There is an urgent unmet clinical need for effective therapies for patients with a progressive fibrotic lung disease other than IPF. The current study protocol is unique with respect to selecting patients with different disease entities of lung fibrosis which have, however, essential pathophysiological characteristics in common. Moreover, by selecting patients with evidence of disease progression despite conventional therapy, the protocol ensures that a cohort of interstitial lung disease (ILD) patients with a high unmet medical need is targeted and it may allow a sufficiently high event rate for evaluation of treatment responses.

Trial registration

DRKS00009822 (registration date: January 13th 2016).

Peer Review reports


In the years 2011–2015, the anti-fibrotic drug pirfenidone (inhibitor of TGF-β, TNF α and of PDGF) and the triple kinase inhibitor nintedanib (inhibitor of PDGF, VEGF, and FGF) have both been approved for treatment of Idiopathic Pulmonary Fibrosis (IPF) in the European Union as well as in the United States. IPF is the most frequent and aggressive diffuse parenchymal lung disease (DPLD) in the western world. In well-designed clinical phase III trials, both drugs have been demonstrated to reduce the annual loss of FVC by approximately 50% and to yield a significant reduction of all-cause mortality after one year for pirfenidone [1,2,3,4]. Of note, there are several DPLDs which share pathomechanistic principles, e.g. disturbed epithelial-mesenchymal crosstalk, radiographic/histological characteristics like reticulation, traction bronchiectasis and honeycombing in variable combinations, as well as the progressive worsening and the fatal outcome with IPF and, therefore, represent important differential diagnoses and areas of great unmet medical need. Among these are lung fibrosis in association to collagen/vascular diseases (CVD-LF), fibrotic non-specific interstitial pneumonia (fNSIP), chronic hypersensitivity pneumonitis (cHP), and asbestos-induced lung fibrosis (ALF) [5,6,7,8,9,10,11,12]. In these entities, immunosuppressive therapy represents the standard clinical treatment option, albeit frequently ineffective and potentially harmful. In case of ALF, no pharmacological treatment is available at all. Therefore, a novel treatment option is highly needed for these most severely impaired patients.

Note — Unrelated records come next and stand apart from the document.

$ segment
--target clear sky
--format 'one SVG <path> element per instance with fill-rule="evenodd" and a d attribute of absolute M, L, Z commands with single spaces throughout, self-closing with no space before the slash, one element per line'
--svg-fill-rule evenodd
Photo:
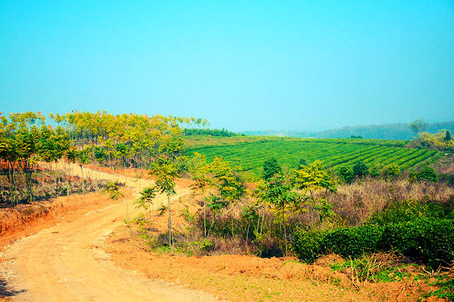
<path fill-rule="evenodd" d="M 0 111 L 454 120 L 454 1 L 0 0 Z"/>

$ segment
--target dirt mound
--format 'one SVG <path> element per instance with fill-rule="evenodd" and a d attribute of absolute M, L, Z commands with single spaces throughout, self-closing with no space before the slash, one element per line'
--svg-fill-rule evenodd
<path fill-rule="evenodd" d="M 131 191 L 125 189 L 123 194 L 130 196 Z M 79 215 L 105 206 L 113 201 L 109 196 L 100 192 L 60 196 L 50 201 L 37 201 L 31 204 L 19 204 L 13 208 L 0 209 L 0 237 L 6 237 L 15 233 L 40 225 L 48 225 L 64 216 Z M 1 246 L 1 245 L 0 245 Z"/>

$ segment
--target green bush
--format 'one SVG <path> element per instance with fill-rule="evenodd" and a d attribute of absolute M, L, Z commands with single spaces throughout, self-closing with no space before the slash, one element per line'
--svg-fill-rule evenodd
<path fill-rule="evenodd" d="M 419 218 L 448 218 L 454 202 L 440 203 L 431 200 L 394 201 L 381 212 L 372 214 L 369 223 L 386 225 Z"/>
<path fill-rule="evenodd" d="M 358 257 L 380 251 L 397 251 L 429 267 L 454 261 L 454 220 L 418 219 L 387 225 L 366 225 L 330 231 L 294 233 L 293 252 L 306 262 L 334 252 Z"/>
<path fill-rule="evenodd" d="M 328 252 L 358 257 L 378 249 L 382 233 L 382 228 L 370 225 L 340 228 L 327 233 L 323 245 Z"/>
<path fill-rule="evenodd" d="M 430 267 L 454 261 L 454 220 L 421 219 L 384 227 L 382 250 L 420 259 Z"/>

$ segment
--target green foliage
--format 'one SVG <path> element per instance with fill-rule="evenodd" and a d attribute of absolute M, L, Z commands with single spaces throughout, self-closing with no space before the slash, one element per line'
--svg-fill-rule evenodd
<path fill-rule="evenodd" d="M 343 164 L 338 166 L 336 169 L 336 174 L 344 184 L 350 184 L 353 181 L 353 179 L 355 179 L 353 169 L 350 165 L 347 164 Z"/>
<path fill-rule="evenodd" d="M 299 160 L 298 161 L 298 167 L 297 167 L 299 168 L 301 166 L 307 166 L 307 162 L 304 158 L 299 159 Z"/>
<path fill-rule="evenodd" d="M 320 215 L 320 221 L 333 216 L 332 206 L 326 199 L 316 197 L 315 193 L 324 191 L 326 193 L 336 191 L 336 181 L 332 175 L 324 170 L 321 162 L 316 160 L 309 167 L 301 166 L 295 171 L 292 186 L 301 191 L 302 199 L 312 206 Z"/>
<path fill-rule="evenodd" d="M 426 129 L 427 129 L 428 126 L 428 124 L 426 123 L 424 120 L 418 119 L 418 120 L 414 121 L 410 124 L 410 129 L 411 129 L 411 130 L 414 132 L 415 134 L 418 134 L 420 132 L 423 132 Z"/>
<path fill-rule="evenodd" d="M 399 169 L 407 169 L 426 162 L 438 155 L 434 150 L 404 148 L 405 143 L 350 138 L 265 138 L 251 142 L 226 142 L 221 145 L 203 145 L 201 142 L 201 145 L 189 149 L 188 152 L 204 155 L 209 162 L 221 156 L 230 162 L 238 159 L 241 171 L 255 179 L 262 177 L 263 162 L 270 157 L 275 157 L 282 165 L 292 167 L 304 158 L 306 163 L 304 165 L 320 160 L 323 166 L 336 168 L 343 164 L 353 167 L 362 161 L 367 167 L 395 164 Z"/>
<path fill-rule="evenodd" d="M 358 162 L 355 164 L 353 169 L 355 176 L 359 178 L 364 177 L 369 174 L 369 168 L 362 161 Z"/>
<path fill-rule="evenodd" d="M 244 196 L 246 189 L 244 178 L 233 171 L 228 162 L 216 157 L 208 169 L 212 175 L 213 185 L 225 201 L 231 203 Z"/>
<path fill-rule="evenodd" d="M 443 280 L 437 280 L 430 284 L 438 287 L 438 289 L 433 291 L 426 295 L 426 298 L 436 296 L 438 298 L 454 301 L 454 278 L 446 275 Z"/>
<path fill-rule="evenodd" d="M 307 232 L 299 229 L 293 233 L 291 249 L 301 260 L 312 263 L 324 253 L 323 245 L 326 231 Z"/>
<path fill-rule="evenodd" d="M 229 131 L 224 128 L 221 130 L 219 129 L 190 129 L 190 128 L 184 128 L 183 129 L 183 135 L 189 136 L 189 135 L 211 135 L 211 136 L 223 136 L 223 137 L 230 137 L 230 136 L 236 136 L 238 135 L 238 133 L 236 133 L 232 131 Z"/>
<path fill-rule="evenodd" d="M 143 208 L 145 210 L 150 209 L 153 203 L 153 198 L 156 197 L 157 191 L 157 190 L 155 186 L 145 188 L 140 192 L 140 197 L 135 202 L 137 204 L 136 208 Z"/>
<path fill-rule="evenodd" d="M 440 151 L 454 152 L 454 141 L 450 139 L 448 130 L 440 130 L 438 133 L 431 134 L 423 132 L 409 144 L 409 147 L 415 148 L 427 148 Z M 447 140 L 450 138 L 450 140 Z"/>
<path fill-rule="evenodd" d="M 448 219 L 418 219 L 386 225 L 339 228 L 316 231 L 316 235 L 311 234 L 316 231 L 299 231 L 294 234 L 292 248 L 300 259 L 308 262 L 330 252 L 358 257 L 368 252 L 396 251 L 436 269 L 454 261 L 453 223 Z"/>
<path fill-rule="evenodd" d="M 419 181 L 428 180 L 435 182 L 437 181 L 438 176 L 433 169 L 430 167 L 423 167 L 419 172 L 414 174 L 414 177 Z"/>
<path fill-rule="evenodd" d="M 272 157 L 263 162 L 263 179 L 268 180 L 281 171 L 282 168 L 275 158 Z"/>

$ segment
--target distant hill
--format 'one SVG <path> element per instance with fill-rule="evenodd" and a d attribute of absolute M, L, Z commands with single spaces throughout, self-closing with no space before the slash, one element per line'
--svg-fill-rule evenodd
<path fill-rule="evenodd" d="M 441 129 L 448 129 L 451 133 L 454 133 L 454 121 L 431 123 L 428 124 L 426 131 L 435 133 Z M 377 138 L 381 140 L 411 140 L 414 136 L 414 133 L 410 130 L 409 124 L 404 123 L 354 127 L 345 126 L 319 132 L 270 130 L 265 131 L 244 131 L 242 133 L 248 135 L 292 136 L 314 138 L 340 138 L 355 135 L 362 136 L 363 138 Z"/>

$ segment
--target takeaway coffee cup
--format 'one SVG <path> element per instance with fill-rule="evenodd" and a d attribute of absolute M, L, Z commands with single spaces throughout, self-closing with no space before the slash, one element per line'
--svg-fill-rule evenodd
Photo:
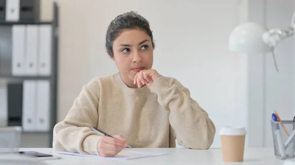
<path fill-rule="evenodd" d="M 224 127 L 220 130 L 222 155 L 224 162 L 242 162 L 246 129 L 244 127 Z"/>

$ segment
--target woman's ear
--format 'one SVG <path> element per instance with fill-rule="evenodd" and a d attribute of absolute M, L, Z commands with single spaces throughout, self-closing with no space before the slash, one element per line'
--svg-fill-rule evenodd
<path fill-rule="evenodd" d="M 114 57 L 112 57 L 111 55 L 111 54 L 110 54 L 110 52 L 109 51 L 109 50 L 107 49 L 106 51 L 107 51 L 107 53 L 108 53 L 108 54 L 109 55 L 109 56 L 110 56 L 110 57 L 111 57 L 111 58 L 112 59 L 112 60 L 113 60 L 113 61 L 115 61 L 115 59 L 114 59 Z"/>

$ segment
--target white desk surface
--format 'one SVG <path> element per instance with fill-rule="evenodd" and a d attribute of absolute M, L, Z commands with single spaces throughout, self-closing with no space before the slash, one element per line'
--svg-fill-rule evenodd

We hypothesized that, based on the pathophysiological and clinical similarities between IPF and the mentioned four types of non-IPF lung fibrosis, pirfenidone should be a viable treatment option especially in patients in whom conventional anti-inflammatory therapy failed. In particular, we aim to assess whether treatment with pirfenidone results in attenuation of the decline in lung function and exercise capacity in these patients, similarly to what has been observed in IPF. We will therefore conduct an exploratory efficacy and safety study of oral pirfenidone for progressive, non-IPF lung fibrosis (RELIEF in LUNG FIBROSIS) in CVD-LF, fNSIP, cHP, and ALF.

Funding and ethics

This protocol is funded by the German Center for Lung Research (Bundesministerium für Bildung und Forschung, BMBF) and co-funded by Roche Pharmaceuticals. It has been approved by the ethics committee of the Ludwig-Maximilians University of Munich, Germany. Written informed consent is obtained from every patient enrolled.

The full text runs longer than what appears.